The cost on Methimazole treatment depends on several variables including the dose requirements, which vary widely between cats, the form of the drug used (pills are the least expensive but many cats will require a compounded form which costs more), the stability of the dose in a given case (it can fluctuate as time goes by) and the frequency of lab work required to manage the case. Between drug, lab and Veterinary costs it can run $400 – $800 per year, maybe more. If this goes on for many years, the total can run into thousands of dollars.
The cost of feeding y/d will depend on the size of the cat. For a 10# cat on dry y/d, the food itself for a year would be around $300 – $400. You’d have to subtract the cost of whatever food costs they would normally incur for the year to see the real cost of y/d. Supposing the cat normally eats $100 – 150 of food in a year, then the real cost of y/d for a year would be $200 – 300 above the normal feeding costs. In addition they could have another $200 – 400 in potential Veterinary costs, although stable cases wouldn’t need as much monitoring. So the cost of managing the condition with y/d is fairly similar to Methimazole.
Radioactive Iodine runs about $1350 to $1750, plus two follow-up visits which are usually around $100 each, for a total of around $1550 to $1950. There is some variation depending of exactly what lab work is needed to monitor the thyroid itself.

What are the consequences of not treating hyperthyroidism?
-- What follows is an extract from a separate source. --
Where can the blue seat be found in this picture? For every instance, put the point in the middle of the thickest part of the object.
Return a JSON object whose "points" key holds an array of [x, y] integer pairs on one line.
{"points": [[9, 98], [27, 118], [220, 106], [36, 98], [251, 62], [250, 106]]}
Some cat owners maybe deceived into thinking that a hyperthyroid cat isn’t really sick because they may be eating very well and may be very active. But untreated cats will usually continue to waste away no matter how much you feed them. They often develop heart disease leading to life threatening clots, congestive heart failure or death. They may also develop high blood pressure, which can itself lead to detached retinas and blindness, plus kidney and heart damage, and possibly strokes. Treatment of hyperthyroidism is usually very effective and often controls the secondary conditions. With treatment, most hyperthyroid cats will go on to live for many years with good quality of life, so we strongly recommend pursuing treatment for these cats.